Risk tolerance is your ability to handle (tolerate?) the inevitable declines in the value of your investments (no one needs “help” handling increases!). Risk tolerance is not actually a quantifiable figure but is instead a subjective evaluation that depends on both practical and personal factors:

1. Your available funds

Only invest money you don’t need to cover your everyday bills and expenses (or anticipated expenses, like upcoming medical bills, college expenses, etc). The less you “need” the money you’re investing, the higher your risk tolerance.

2. Your investment time horizon

Risk tends to decrease the longer you hold on to your investments. The shorter your time horizon—the amount of time you expect to hold your investments—the lower your risk tolerance.
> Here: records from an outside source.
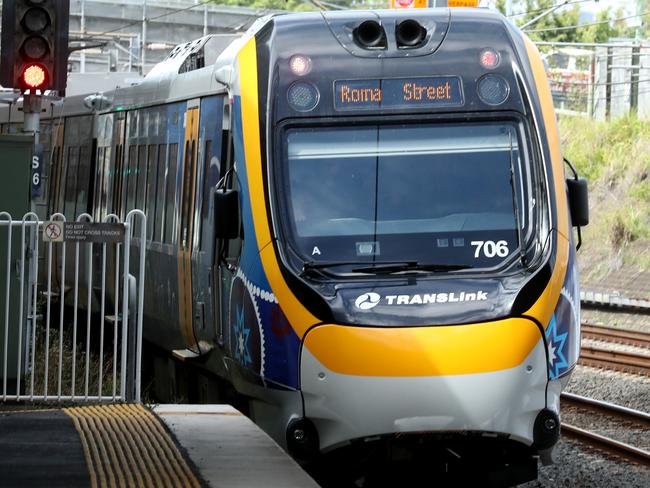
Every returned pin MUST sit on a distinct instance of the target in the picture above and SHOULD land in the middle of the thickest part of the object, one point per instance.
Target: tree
(549, 27)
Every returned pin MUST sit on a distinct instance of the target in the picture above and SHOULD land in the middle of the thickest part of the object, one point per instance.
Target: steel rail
(616, 360)
(603, 443)
(611, 334)
(606, 408)
(620, 449)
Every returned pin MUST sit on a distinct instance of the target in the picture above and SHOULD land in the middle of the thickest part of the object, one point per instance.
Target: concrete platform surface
(229, 450)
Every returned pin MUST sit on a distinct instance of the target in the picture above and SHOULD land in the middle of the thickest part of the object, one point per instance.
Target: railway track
(619, 336)
(627, 362)
(603, 443)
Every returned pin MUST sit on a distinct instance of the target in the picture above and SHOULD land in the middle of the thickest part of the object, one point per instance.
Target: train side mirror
(578, 195)
(226, 214)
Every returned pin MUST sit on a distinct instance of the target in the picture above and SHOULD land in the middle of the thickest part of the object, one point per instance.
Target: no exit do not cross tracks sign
(58, 231)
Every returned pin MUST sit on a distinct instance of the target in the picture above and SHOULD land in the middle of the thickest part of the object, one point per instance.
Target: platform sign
(37, 170)
(93, 232)
(409, 3)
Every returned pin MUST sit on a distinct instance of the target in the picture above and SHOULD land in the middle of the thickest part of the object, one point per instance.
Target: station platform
(124, 445)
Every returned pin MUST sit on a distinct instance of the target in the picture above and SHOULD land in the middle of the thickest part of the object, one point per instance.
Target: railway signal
(35, 45)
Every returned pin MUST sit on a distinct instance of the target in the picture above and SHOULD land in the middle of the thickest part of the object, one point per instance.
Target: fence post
(643, 109)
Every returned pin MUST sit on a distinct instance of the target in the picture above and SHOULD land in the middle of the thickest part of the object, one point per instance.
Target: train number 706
(491, 248)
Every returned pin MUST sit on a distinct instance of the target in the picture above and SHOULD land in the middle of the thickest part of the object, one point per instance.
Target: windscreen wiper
(308, 265)
(409, 266)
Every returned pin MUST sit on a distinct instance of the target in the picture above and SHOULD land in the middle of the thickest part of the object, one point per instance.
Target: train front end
(404, 209)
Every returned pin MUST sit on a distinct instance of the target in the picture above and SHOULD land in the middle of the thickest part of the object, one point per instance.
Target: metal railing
(41, 334)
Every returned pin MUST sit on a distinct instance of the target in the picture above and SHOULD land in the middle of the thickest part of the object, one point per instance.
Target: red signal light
(34, 76)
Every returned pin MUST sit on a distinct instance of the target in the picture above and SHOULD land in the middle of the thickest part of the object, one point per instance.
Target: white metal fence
(602, 81)
(85, 286)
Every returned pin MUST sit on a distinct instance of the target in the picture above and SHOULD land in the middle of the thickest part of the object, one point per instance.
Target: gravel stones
(577, 467)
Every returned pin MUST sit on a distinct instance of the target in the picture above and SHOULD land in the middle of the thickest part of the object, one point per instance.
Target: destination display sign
(398, 93)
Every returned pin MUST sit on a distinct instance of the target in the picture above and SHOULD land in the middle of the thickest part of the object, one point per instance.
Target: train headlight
(300, 65)
(489, 58)
(493, 89)
(303, 96)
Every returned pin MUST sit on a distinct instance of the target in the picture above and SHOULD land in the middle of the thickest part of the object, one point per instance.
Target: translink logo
(371, 300)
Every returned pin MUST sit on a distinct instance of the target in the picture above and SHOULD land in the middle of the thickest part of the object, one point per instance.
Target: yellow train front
(406, 286)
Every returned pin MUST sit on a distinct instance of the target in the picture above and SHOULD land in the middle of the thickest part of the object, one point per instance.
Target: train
(361, 223)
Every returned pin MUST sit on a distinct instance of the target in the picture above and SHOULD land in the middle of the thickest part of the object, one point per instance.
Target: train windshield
(445, 194)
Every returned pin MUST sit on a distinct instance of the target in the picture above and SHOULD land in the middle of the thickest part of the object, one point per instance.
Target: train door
(117, 165)
(185, 229)
(54, 202)
(228, 252)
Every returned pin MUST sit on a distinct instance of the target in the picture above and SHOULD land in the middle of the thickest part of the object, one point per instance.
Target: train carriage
(361, 222)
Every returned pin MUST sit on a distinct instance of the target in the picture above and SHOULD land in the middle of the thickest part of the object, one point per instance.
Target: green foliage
(615, 158)
(565, 17)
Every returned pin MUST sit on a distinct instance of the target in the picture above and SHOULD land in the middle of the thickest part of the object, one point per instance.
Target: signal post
(34, 52)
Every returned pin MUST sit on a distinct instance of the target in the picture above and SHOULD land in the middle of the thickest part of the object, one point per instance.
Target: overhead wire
(538, 10)
(587, 24)
(160, 16)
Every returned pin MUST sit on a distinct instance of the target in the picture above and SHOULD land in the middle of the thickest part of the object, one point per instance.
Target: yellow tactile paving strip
(125, 446)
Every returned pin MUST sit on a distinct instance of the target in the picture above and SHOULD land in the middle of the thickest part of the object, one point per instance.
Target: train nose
(488, 378)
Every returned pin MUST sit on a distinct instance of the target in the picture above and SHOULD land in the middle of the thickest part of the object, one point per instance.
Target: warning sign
(91, 232)
(53, 231)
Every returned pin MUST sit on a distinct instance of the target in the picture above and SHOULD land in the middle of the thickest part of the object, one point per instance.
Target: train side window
(152, 179)
(170, 195)
(159, 195)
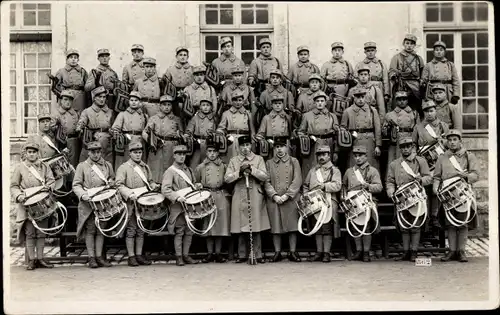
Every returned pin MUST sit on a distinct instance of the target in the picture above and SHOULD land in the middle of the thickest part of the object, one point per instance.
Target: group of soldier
(286, 135)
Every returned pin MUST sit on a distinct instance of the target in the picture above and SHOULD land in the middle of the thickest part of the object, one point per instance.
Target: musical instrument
(458, 199)
(431, 153)
(150, 206)
(310, 204)
(106, 205)
(41, 205)
(199, 204)
(410, 199)
(359, 207)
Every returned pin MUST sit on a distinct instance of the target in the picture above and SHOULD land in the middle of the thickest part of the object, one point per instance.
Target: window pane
(469, 57)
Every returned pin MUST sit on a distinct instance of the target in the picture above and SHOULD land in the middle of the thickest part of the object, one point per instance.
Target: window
(467, 46)
(30, 93)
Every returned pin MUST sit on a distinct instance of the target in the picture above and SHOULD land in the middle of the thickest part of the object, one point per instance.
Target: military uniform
(73, 79)
(28, 175)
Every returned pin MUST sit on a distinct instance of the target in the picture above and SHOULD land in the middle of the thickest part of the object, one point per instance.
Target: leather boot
(143, 260)
(450, 256)
(103, 262)
(132, 261)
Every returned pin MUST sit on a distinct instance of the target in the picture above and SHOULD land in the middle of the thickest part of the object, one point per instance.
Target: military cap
(244, 139)
(181, 148)
(225, 40)
(337, 44)
(359, 149)
(149, 60)
(238, 69)
(428, 104)
(439, 43)
(323, 149)
(72, 52)
(370, 45)
(135, 94)
(67, 93)
(454, 132)
(181, 48)
(166, 98)
(94, 145)
(103, 51)
(137, 47)
(301, 48)
(199, 69)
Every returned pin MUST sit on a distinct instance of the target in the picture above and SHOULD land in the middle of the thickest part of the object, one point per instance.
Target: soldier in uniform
(441, 70)
(379, 76)
(405, 169)
(456, 161)
(326, 177)
(405, 72)
(337, 72)
(364, 124)
(91, 173)
(227, 61)
(369, 181)
(300, 72)
(135, 69)
(210, 174)
(305, 102)
(447, 112)
(72, 78)
(131, 175)
(175, 179)
(167, 129)
(248, 215)
(31, 173)
(399, 122)
(235, 123)
(95, 123)
(201, 128)
(103, 75)
(128, 126)
(260, 68)
(282, 190)
(320, 126)
(148, 86)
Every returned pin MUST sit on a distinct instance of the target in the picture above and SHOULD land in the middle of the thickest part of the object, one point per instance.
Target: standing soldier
(104, 76)
(91, 173)
(364, 124)
(398, 123)
(456, 162)
(95, 123)
(73, 78)
(162, 133)
(405, 169)
(175, 180)
(326, 177)
(300, 72)
(447, 112)
(248, 208)
(282, 190)
(362, 176)
(441, 70)
(135, 69)
(260, 68)
(133, 174)
(128, 126)
(148, 86)
(210, 173)
(227, 61)
(405, 72)
(320, 126)
(31, 173)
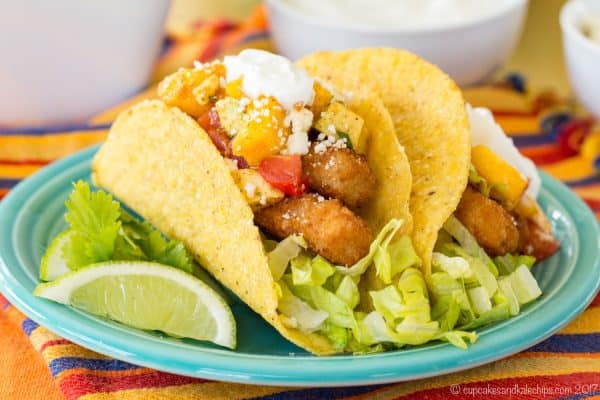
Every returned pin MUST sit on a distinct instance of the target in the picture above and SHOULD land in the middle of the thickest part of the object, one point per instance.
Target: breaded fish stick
(329, 228)
(494, 228)
(341, 174)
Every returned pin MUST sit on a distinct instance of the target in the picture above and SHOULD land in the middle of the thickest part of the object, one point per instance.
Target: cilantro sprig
(102, 231)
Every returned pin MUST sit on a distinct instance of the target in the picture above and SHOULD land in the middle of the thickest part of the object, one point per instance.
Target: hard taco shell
(430, 120)
(159, 162)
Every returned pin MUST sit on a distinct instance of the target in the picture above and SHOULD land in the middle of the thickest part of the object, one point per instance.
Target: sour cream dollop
(268, 74)
(400, 14)
(485, 131)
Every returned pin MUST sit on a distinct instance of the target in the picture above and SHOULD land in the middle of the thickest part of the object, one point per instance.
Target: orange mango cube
(507, 184)
(265, 133)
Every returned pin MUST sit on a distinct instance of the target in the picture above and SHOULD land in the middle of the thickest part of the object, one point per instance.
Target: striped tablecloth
(547, 129)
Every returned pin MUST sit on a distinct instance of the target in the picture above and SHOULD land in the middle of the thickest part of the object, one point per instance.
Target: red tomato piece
(212, 125)
(284, 173)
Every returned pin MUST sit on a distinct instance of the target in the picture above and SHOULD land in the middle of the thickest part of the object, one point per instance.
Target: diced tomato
(211, 124)
(284, 173)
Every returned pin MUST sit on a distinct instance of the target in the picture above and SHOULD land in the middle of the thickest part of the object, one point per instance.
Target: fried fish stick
(494, 228)
(341, 174)
(329, 228)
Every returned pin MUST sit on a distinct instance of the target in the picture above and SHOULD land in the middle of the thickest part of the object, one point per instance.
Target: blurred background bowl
(582, 56)
(64, 60)
(469, 52)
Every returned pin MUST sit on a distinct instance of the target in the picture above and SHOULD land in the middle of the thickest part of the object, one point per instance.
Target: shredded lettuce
(479, 181)
(468, 242)
(388, 303)
(396, 257)
(307, 271)
(481, 273)
(505, 288)
(458, 338)
(499, 312)
(103, 231)
(347, 291)
(479, 299)
(509, 262)
(319, 298)
(385, 236)
(300, 315)
(337, 335)
(524, 285)
(457, 267)
(283, 253)
(464, 292)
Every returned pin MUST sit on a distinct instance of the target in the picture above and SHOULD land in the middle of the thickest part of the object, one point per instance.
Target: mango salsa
(322, 99)
(338, 118)
(234, 89)
(506, 183)
(190, 89)
(266, 133)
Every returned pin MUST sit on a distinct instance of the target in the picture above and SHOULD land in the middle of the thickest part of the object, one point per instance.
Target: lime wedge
(147, 296)
(53, 265)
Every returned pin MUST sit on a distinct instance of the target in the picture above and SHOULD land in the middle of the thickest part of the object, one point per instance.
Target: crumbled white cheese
(301, 121)
(250, 189)
(298, 143)
(485, 131)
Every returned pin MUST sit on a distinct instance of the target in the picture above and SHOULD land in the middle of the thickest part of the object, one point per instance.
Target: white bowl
(582, 57)
(468, 52)
(65, 60)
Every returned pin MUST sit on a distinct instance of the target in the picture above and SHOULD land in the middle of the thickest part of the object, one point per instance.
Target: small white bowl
(469, 52)
(65, 60)
(582, 56)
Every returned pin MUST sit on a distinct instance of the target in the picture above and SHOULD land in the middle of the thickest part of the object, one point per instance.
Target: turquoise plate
(32, 214)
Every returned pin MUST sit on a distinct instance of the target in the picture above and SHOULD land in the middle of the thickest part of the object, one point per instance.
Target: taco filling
(295, 150)
(296, 197)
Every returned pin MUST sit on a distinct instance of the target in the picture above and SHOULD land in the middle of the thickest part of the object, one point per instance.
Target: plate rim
(216, 363)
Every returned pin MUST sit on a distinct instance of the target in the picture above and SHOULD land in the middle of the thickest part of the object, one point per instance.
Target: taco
(254, 142)
(477, 225)
(463, 165)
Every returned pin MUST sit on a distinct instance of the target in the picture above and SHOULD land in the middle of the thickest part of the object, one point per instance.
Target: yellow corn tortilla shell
(161, 163)
(430, 120)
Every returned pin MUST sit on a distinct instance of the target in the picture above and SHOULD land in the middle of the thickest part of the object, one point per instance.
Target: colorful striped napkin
(546, 128)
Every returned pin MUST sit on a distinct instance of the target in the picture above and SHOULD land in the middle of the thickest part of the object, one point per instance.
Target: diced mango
(322, 99)
(191, 89)
(265, 134)
(507, 184)
(338, 118)
(257, 191)
(234, 89)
3. Your personal aversion to risk

Do you have a tendency to avoid risk … or seek it out? The more you can stomach risk, the higher your risk tolerance will be in terms of investing and the higher the potential reward.
Over longer time periods, risk and reward typically go hand-in-hand: the greater the risk you can tolerate, the greater your possible rewards. Based on your available funds, time horizon, and risk aversion, you can decide how aggressive or conservative your ideal mutual fund portfolio should be.
  • Aggressive - Accepting bigger risks for the long-term potential of bigger rewards
  • Moderate - Limiting risk somewhat while also limiting potential reward somewhat
  • Conservative - Limiting risk while also limiting potential reward
Asset allocation is the process of buying various types of stocks, bonds, mutual funds, ETFs, or other securities in order to create a diversified investment portfolio. The relative risk and reward of a mutual fund generally depends on security type it holds. Based on the different risks associated with different types of funds, you can allocate your assets across different funds to make sure that your investment is exposed to the right amount of risk (and potential reward) for your personal financial situation.